Reading Audio Files

The previous two posts, Audio Analysis on an iPhone and Fourier Transforms on an iPhone have covered some of the theory of audio sampling and analysis.  What hasn’t been mentioned, is how audio samples are actually loaded into our program.  There are fundamentally two ways to do this:

  1. Realtime sampling of incoming audio.  For bat calls, this would be the output from a time expanding bat detector.
  2. Loading pre-recorded audio from a file.

Initially we will be using method (2).  As mentioned before, it’s much easier to load samples from a file, rather than make a bat squeak into a microphone on demand!

So we need to read from an audio file on disk  to a list of samples held in an array in our program.  Apple provide tools to do this, in the form of an API called Core Audio.  As with the Accelerate/vDSP framework, this is quite a low level API in C, and it has a reputation for being tricky to use.  Fortunately for us, we only need to use a small part of it that deals with reading and converting audio formats.

Loading Audio

Obtain a reference to the audio file:

// myFile is the filesystem path and filename we are loading
CFStringRef str = CFStringCreateWithCString(
    NULL, 
    myFile, 
    kCFStringEncodingMacRoman
);
CFURLRef inputFileURL = CFURLCreateWithFileSystemPath(
    kCFAllocatorDefault,
    str,
    kCFURLPOSIXPathStyle,
    false
);

 ExtAudioFileRef fileRef;
 ExtAudioFileOpenURL(inputFileURL, fileRef);

Transform the audio file into the format we want:

    
// "sample"  - An instantaneous amplitude of the signal in a 
// single audio channel, represented as an integer, 
// floating-point, or fixed-point number. 

// "channel" - A discrete track of audio. A monaural recording has 
// exactly one channel.

// "frame"   - A set of samples that contains one sample from 
// each channel in an audio data stream

// "packet"  - An encoding-defined unit of audio data comprising 
// one or more frames. For PCM audio, each packet corresponds to 
// one frame.

// A "packet" contains a "frame" which contains 
// "channels" which contain "samples".
// For mono PCM, there is one channel, so one channel per frame, 
// and one frame per packet.  So each packet contains only one 
// sample.

    // Set up audio format we want the data in
    // Each sample is of type Float32
    AudioStreamBasicDescription audioFormat;
    audioFormat.mSampleRate = 44100;
    audioFormat.mFormatID = kAudioFormatLinearPCM;
    audioFormat.mFormatFlags = kLinearPCMFormatFlagIsFloat;
    audioFormat.mBitsPerChannel = sizeof(Float32) * 8;
    audioFormat.mChannelsPerFrame = 1; // Mono
    audioFormat.mBytesPerFrame = audioFormat.mChannelsPerFrame * sizeof(Float32);  // == sizeof(Float32)
    audioFormat.mFramesPerPacket = 1;
    audioFormat.mBytesPerPacket = audioFormat.mFramesPerPacket * audioFormat.mBytesPerFrame; // = sizeof(Float32)
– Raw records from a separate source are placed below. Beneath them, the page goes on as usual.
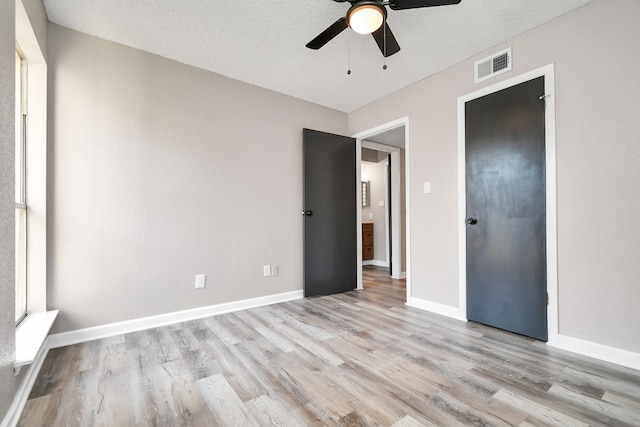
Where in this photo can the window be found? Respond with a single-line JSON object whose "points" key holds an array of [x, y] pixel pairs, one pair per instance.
{"points": [[21, 187]]}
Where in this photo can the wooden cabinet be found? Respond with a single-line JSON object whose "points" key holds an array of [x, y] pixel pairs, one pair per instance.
{"points": [[367, 241]]}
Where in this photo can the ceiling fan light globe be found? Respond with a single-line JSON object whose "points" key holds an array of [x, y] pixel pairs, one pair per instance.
{"points": [[366, 18]]}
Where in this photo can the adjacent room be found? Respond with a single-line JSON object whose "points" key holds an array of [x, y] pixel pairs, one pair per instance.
{"points": [[272, 213]]}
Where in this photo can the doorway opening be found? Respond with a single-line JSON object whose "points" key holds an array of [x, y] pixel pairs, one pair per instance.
{"points": [[385, 149]]}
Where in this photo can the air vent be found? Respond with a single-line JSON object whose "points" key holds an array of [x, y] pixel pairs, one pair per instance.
{"points": [[492, 66]]}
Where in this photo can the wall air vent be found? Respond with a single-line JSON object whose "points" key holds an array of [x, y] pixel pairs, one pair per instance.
{"points": [[492, 66]]}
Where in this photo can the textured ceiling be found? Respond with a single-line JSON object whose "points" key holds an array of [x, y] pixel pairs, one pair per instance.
{"points": [[262, 42]]}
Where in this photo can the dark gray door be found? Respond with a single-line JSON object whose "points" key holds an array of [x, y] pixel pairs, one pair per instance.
{"points": [[330, 250], [506, 210]]}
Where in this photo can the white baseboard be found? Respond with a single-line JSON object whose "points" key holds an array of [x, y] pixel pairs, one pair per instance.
{"points": [[598, 351], [376, 262], [574, 345], [109, 330], [437, 308], [22, 394]]}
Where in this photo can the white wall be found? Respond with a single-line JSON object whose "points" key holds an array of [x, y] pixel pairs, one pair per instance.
{"points": [[159, 171], [595, 52], [376, 174]]}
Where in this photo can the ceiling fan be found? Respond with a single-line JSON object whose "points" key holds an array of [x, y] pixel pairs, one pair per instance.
{"points": [[369, 17]]}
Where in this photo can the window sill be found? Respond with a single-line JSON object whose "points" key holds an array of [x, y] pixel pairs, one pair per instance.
{"points": [[30, 336]]}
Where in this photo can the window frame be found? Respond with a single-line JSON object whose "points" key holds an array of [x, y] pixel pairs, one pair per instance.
{"points": [[21, 251]]}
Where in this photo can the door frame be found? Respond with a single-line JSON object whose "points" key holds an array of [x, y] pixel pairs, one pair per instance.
{"points": [[395, 196], [551, 192]]}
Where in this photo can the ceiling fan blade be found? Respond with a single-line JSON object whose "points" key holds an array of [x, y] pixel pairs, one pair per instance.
{"points": [[328, 34], [413, 4], [384, 33]]}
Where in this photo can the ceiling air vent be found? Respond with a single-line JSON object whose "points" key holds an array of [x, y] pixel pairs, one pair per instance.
{"points": [[492, 66]]}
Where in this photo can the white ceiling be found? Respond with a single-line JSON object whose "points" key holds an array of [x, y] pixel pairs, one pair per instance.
{"points": [[262, 42]]}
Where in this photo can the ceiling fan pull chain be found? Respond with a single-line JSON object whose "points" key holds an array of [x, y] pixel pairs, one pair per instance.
{"points": [[384, 41], [349, 52]]}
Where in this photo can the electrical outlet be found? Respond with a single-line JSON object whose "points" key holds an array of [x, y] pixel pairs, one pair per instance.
{"points": [[200, 281]]}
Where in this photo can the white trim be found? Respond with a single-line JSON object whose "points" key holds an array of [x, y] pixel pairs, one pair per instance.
{"points": [[12, 416], [359, 214], [598, 351], [31, 335], [551, 194], [395, 193], [434, 307], [128, 326], [376, 262]]}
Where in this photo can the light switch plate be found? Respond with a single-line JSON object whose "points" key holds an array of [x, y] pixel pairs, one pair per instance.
{"points": [[200, 281]]}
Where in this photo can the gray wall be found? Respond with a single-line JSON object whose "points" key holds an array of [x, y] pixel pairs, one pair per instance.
{"points": [[7, 204], [159, 171], [595, 52]]}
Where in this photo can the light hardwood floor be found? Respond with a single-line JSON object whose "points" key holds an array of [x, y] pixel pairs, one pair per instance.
{"points": [[358, 358]]}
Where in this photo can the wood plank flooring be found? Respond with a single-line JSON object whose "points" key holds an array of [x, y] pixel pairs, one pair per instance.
{"points": [[358, 358]]}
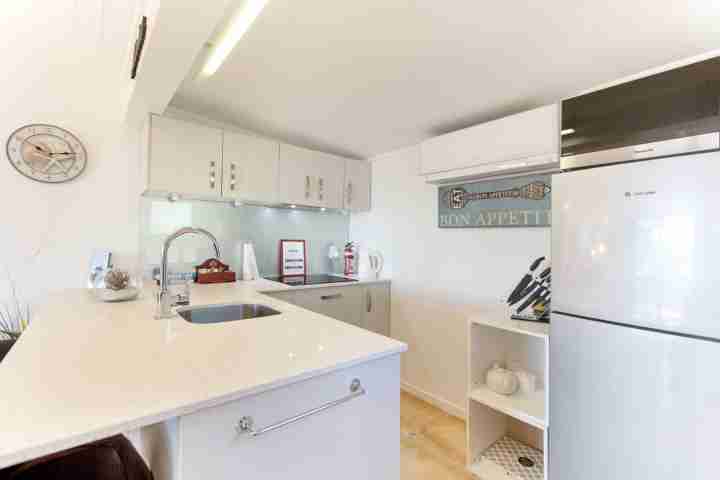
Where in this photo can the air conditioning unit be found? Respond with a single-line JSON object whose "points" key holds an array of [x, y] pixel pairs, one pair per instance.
{"points": [[528, 142]]}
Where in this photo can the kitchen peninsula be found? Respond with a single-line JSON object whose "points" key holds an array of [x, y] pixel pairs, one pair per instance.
{"points": [[97, 369]]}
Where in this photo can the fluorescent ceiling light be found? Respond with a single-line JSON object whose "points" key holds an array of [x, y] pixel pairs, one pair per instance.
{"points": [[237, 27]]}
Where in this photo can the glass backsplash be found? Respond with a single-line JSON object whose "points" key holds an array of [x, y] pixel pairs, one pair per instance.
{"points": [[233, 226]]}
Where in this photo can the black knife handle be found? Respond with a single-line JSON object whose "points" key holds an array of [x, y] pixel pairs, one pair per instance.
{"points": [[536, 263], [530, 300]]}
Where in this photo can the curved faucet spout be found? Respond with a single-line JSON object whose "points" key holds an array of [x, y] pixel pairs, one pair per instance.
{"points": [[164, 304]]}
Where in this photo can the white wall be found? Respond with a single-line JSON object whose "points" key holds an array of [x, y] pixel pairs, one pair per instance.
{"points": [[438, 275], [65, 62]]}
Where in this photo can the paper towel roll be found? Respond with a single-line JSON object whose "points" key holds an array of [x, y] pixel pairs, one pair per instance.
{"points": [[250, 270]]}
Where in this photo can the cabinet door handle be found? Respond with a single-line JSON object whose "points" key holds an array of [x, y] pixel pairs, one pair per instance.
{"points": [[334, 296], [246, 425], [212, 175], [233, 177]]}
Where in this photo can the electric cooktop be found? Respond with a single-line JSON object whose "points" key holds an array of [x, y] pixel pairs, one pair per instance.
{"points": [[295, 280]]}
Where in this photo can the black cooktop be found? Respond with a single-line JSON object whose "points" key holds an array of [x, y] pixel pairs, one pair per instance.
{"points": [[295, 280]]}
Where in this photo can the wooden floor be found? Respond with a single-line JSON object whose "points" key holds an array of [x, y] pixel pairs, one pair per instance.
{"points": [[432, 443]]}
    // 3) Apply audio format to the Extended Audio File
    ExtAudioFileSetProperty(
        fileRef,
        kExtAudioFileProperty_ClientDataFormat,
        sizeof (AudioStreamBasicDescription), //= audioFormat
        &audioFormat);

Allocate some space in memory:

    int numSamples = 1024; //How many samples to read in at a time
    UInt32 sizePerPacket = audioFormat.mBytesPerPacket; // = sizeof(Float32) = 32bytes
    UInt32 packetsPerBuffer = numSamples;
    UInt32 outputBufferSize = packetsPerBuffer * sizePerPacket;

    // So the lvalue of outputBuffer is the memory location where we have reserved space
    UInt8 *outputBuffer = (UInt8 *)malloc(sizeof(UInt8 *) * outputBufferSize);

    convertedData.mNumberBuffers = 1;    // Set this to 1 for mono
    convertedData.mBuffers[0].mNumberChannels = audioFormat.mChannelsPerFrame;  //also = 1
    convertedData.mBuffers[0].mDataByteSize = outputBufferSize;
    convertedData.mBuffers[0].mData = outputBuffer; //

And then finally read the audio in:

    
    UInt32 frameCount = numSamples;
    while (frameCount > 0) {
        ExtAudioFileRead(
            fileRef,
            &frameCount
        )
     if (frameCount > 0)  {
            AudioBuffer audioBuffer = convertedData.mBuffers[0]; 
            float *samplesAsCArray = (float *)audioBuffer.mData; // Cast from the audio buffer to a C style array
            std::vector samplesAsVector;                  // And then to a temporary C++ vector;
            samplesAsVector.assign(samplesAsCArray, samplesAsCArray + frameCount); 
            samples.insert(samples.end(), samplesAsVector.begin(), samplesAsVector.end()); // And then into our final samples vector
        }
    }

Finally after all that, we have arrived with our audio samples as a C++ vector, which we can then analyse with Apples digital signal processing API.

One important caveat is we have the entire audio file uncompressed in memory. This is fine for short recordings (< 1min), for longer recordings we would need a way to process the file in sections.